Kindness. Contemplation. Creation. Connection.
The other day I was at Banyan Books in Vancouver, and after sitting on several meditation cushions and sniffing wonderfully aromatic things, I wandered into their extensive book section where I came across a book that caught my attention: The Force of Kindness by Sharon Salzberg.
Since the Kindness Flag Project, I’ve been struggling with the notion that kindness is perceived as a “soft” quality, and when trying to figure out what the Kindness Flag Project is, and putting into a pithy statement, I get tripped up in its tangle of dichotomous simplicity and profoundness. It’s soft on the outside with a crunchy filling.
Is it possible that kindness is a force? Sure, I saw it first hand, and so did thousands of others during the post-riot events, but now that those events are behind us, well, now what? How is it possible to explain that kindness can be a force, and that it can be applied to every activity, every day, and not just something that is a response to something else?
It would seem that Sharon Salzberg has answered these questions. I sat down and read the first few pages of the book and was impressed with it. I decided not to buy it though, because I had a stack of other books I was going to buy and the tally was starting to run up! So, I set it back on the shelf but have been thinking about it so much since then, that it will certainly find its way onto my bookshelf in the not too distant future.
In the meantime, I decided to do a Google search for reviews of the book. Here’s one that’s quite informative by Emily Breder from Wildmind. Read on:
Title: The Force of Kindness
Author: Sharon Salzberg
Publisher: Sounds True
Format: 96-page book, plus one-hour CD
Sharon Salzberg has an excellent reputation for creating wonderful dharma books, but when I first saw the title, The Force of Kindness, I thought the subject matter was a little… soft. How much can be said about kindness?
Then, too, the book itself is diminutive in size — a standard Sounds True publication of less than a hundred pages, with a guided meditation CD included.
But that was exactly what Sharon addressed — the incorrect impression that kindness itself is a soft topic with minimal applications. Sure, you can be kind to a lot of people — but how much is there to say about it? In very short order, your entire thinking about kindness changes and you see it for the very powerful and courageous act that it is.
She begins with a walk through kindness as we grow to adulthood, and how we can be unkind to ourselves or not fully kind because it isn’t coming from a genuine place.
“When we are devoted to the development of kindness, it becomes our ready response, so that reacting from compassion, from caring, is not a question of giving ourselves a lecture: ‘I don’t really feel like it, but I’d better be helpful, or what would people think?’” –Sharon Salzberg, The Force of Kindness, page 8
With further reflection, I discovered that she’s right; kindness is a force, every bit as powerful as any other act of inclusion that comes from a place of love and compassion. Unlike many so-called ‘positive’ emotions, kindness is itself the act of application — moving the intent of compassion into action, even (perhaps especially) for yourself.

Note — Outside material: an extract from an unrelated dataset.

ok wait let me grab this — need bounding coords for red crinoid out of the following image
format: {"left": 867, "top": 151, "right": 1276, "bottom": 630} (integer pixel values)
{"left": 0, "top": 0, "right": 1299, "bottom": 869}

As I read this book, which I estimated at first I could finish in an afternoon, I fell into the pattern of reading a page or two and then reflecting on it for a day or two. The information was especially relevant to me personally, as someone who is chronically unkind to herself, but in any walk of life there is something here that can be applied.
If anything, this should have been a full-length study book with structured exercises.
The book is a collection of stories to make the force of kindness more apparent, but since the topic itself was demonstrated so well as a way to move forward and into an inclusive way of being, I would like to have had more guidance about exactly how to be proactive with the information from the beginning, beyond the reflections at the end of each chapter. For the most part, the reflections called on one to think, stay open and pay attention to this or that — but not many ways to be kind in a more dynamic, active way.
All in all, it’s a wonderful place to start this study. I’m sure, with a longer book, Sharon would have fleshed out all of those points. As it is, this is an excellent primer for looking at yourself and others in a much more kind way, and for seeing kindness itself as a more powerful connective thread between us.
“It’s easy for us to feel separate from other people and from other forms of life, especially if we don’t have a reliable connection to our own inner world. Without insight into our internal cycles of pleasure and pain, desires and fears, there is a strong sense of being removed, apart or disconnected. When we do have an understanding of our inner lives, it provides an intuitive opening, even without words, to the ties that exist between ourselves and others.” – Sharon Salzberg, The Force of Kindness, page 32
-by Emily Breder
So, kindness might be soft, but it’s not weak. A force is a force, regardless of its origination. Besides, wouldn’t you rather be affected by something gentle and kind than by something aggressive and hurtful?
“Nothing is so strong as gentleness, nothing so gentle as real strength”.